Open vazexqi opened 13 years ago
Nick and I discussed this issue. We think that excluding some projects from monitoring is problematic because our data will no longer be comparable to the data collected from other sources such as UDC. To address the privacy issue, we'll make it clear that the user should not add private projects to the watched workspace. And, to make sure we don't reveal the identities of the participants or any sensitive data, we won't make the code snippets or the data collected by codingtracker public. And, if we decide to publish such data in our reports, we'll get participants' approval if we think it's going to reveal some private information.
We should confirm whatever we are going to do with IRB as well. They will provide us with the best advice on how to protect people's data.
@Wanderer777, @vazexqi: Our recruitment experience have shown us that a lot of open source developers work on open source and closed source projects at the same time. And, apparently, splitting the workspace isn't convenient as the developers will have to constantly switch between the two instances of Eclipse. Therefore, I've reopened this issue to find alternative solutions. I also talked to Ralph about this issue and will summarize our discussion in the following.

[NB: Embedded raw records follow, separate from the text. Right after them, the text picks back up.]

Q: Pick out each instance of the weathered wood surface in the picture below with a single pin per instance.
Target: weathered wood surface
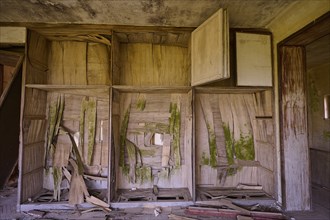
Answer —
(37, 58)
(155, 113)
(240, 113)
(89, 66)
(153, 65)
(295, 155)
(10, 128)
(98, 64)
(210, 50)
(165, 38)
(13, 35)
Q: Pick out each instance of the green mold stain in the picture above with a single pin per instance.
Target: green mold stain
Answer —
(123, 132)
(155, 127)
(326, 135)
(314, 98)
(141, 103)
(212, 147)
(175, 122)
(205, 159)
(57, 176)
(147, 153)
(229, 144)
(143, 174)
(244, 148)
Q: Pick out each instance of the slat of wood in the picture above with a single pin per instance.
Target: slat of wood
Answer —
(37, 58)
(34, 131)
(66, 66)
(33, 157)
(32, 183)
(98, 64)
(36, 102)
(147, 64)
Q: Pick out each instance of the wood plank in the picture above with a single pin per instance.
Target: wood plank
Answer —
(152, 89)
(153, 65)
(34, 157)
(66, 66)
(294, 130)
(228, 90)
(32, 183)
(37, 58)
(98, 64)
(13, 35)
(36, 102)
(210, 54)
(266, 178)
(96, 91)
(34, 131)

It would be good to ask for user's confirmation before uploading CodingSpectator data. Currently, CodingSpectator just asks for user's authentication information to upload the data. It would be nice to show a list of projects that CodingSpectator has collected data from and ask the user to select the projects whose data he/she would like to submit to CodingSpectator servers. It would be nice to allow the user to permanently exclude some projects from being monitored by CodingSpectator.

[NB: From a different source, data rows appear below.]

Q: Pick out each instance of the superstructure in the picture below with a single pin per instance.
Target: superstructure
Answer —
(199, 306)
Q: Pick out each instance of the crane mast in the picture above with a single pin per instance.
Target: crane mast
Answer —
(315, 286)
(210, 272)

There are two ways to stop submitting data from certain projects.
@reprogrammer, @Wanderer777
In my opinion, filtering might not be a viable solution. You need to show the user everything. This creates a user interface problem. How can you present this overwhelming amount of data in a comprehensible manner? UDC itself has a filter view that fails from a UI perspective -- too much information without any way to really make sense of it.
Moreover, when would you present this data? I thought you wanted to not bias their behavior. So would you present this at the end of the study when all data has been collected?

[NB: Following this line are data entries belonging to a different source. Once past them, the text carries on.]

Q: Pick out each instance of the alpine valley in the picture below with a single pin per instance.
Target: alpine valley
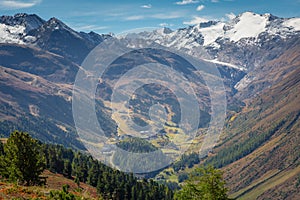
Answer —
(257, 55)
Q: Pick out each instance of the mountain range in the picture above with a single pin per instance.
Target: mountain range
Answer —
(257, 56)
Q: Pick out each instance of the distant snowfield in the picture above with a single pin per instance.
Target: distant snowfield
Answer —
(294, 23)
(249, 26)
(225, 64)
(11, 34)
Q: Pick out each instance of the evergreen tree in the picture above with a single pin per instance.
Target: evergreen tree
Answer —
(23, 159)
(205, 183)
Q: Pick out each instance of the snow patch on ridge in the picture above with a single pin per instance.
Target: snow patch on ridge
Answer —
(11, 34)
(294, 23)
(249, 26)
(225, 64)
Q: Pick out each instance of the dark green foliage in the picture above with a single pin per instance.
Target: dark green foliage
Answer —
(22, 160)
(241, 149)
(63, 194)
(182, 177)
(186, 161)
(110, 183)
(204, 183)
(136, 145)
(139, 162)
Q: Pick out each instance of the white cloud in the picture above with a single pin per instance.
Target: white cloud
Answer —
(230, 16)
(11, 4)
(165, 25)
(90, 27)
(196, 20)
(200, 7)
(172, 15)
(134, 17)
(148, 6)
(185, 2)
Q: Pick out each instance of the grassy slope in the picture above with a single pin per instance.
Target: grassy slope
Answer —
(54, 182)
(269, 170)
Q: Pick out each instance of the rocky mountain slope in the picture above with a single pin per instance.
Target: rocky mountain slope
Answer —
(258, 59)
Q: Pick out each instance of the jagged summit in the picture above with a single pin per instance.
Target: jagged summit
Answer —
(29, 21)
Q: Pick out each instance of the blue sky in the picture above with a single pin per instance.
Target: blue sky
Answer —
(117, 16)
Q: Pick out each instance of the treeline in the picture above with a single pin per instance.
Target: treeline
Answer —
(239, 150)
(110, 183)
(186, 160)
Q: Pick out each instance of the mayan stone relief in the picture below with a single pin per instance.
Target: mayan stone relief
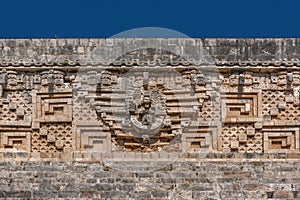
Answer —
(140, 108)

The hardest part is that the the user has go through all of it to filter. For sequential data like CodingTracker, you might end up breaking the sequence. For non-sequential data, you might end up losing non-sensitive data because the user was overwhelmed with all the information and just decide to filter everything.
@Wanderer777, @vazexqi:
Sorry for not describing what I meant by filtering well. By filtering, I meant filtering the projects and not the detailed data. That is, CodingSpectator would present a list of projects to the user to choose from. Then, it will submit data just the from the projects that the user has selected.
During an interview with one of our participants, the issue of selectively turning off monitoring for projects came up. I think this is a limitation that we have to address -- we can't just monitor all projects in the current workspace. Developers might work on different projects (or a combination or open source and proprietary code e.g. test/sample in the same workspace).
These are the steps that we can follow:
I think this is important before we can ask developers to use our project especially since we are capturing fine-grained code snippets and edits. The other user studies (UDC, Mylyn) only captured information that are not as detailed or revealing; thus they cannot compromise the project that is being worked on.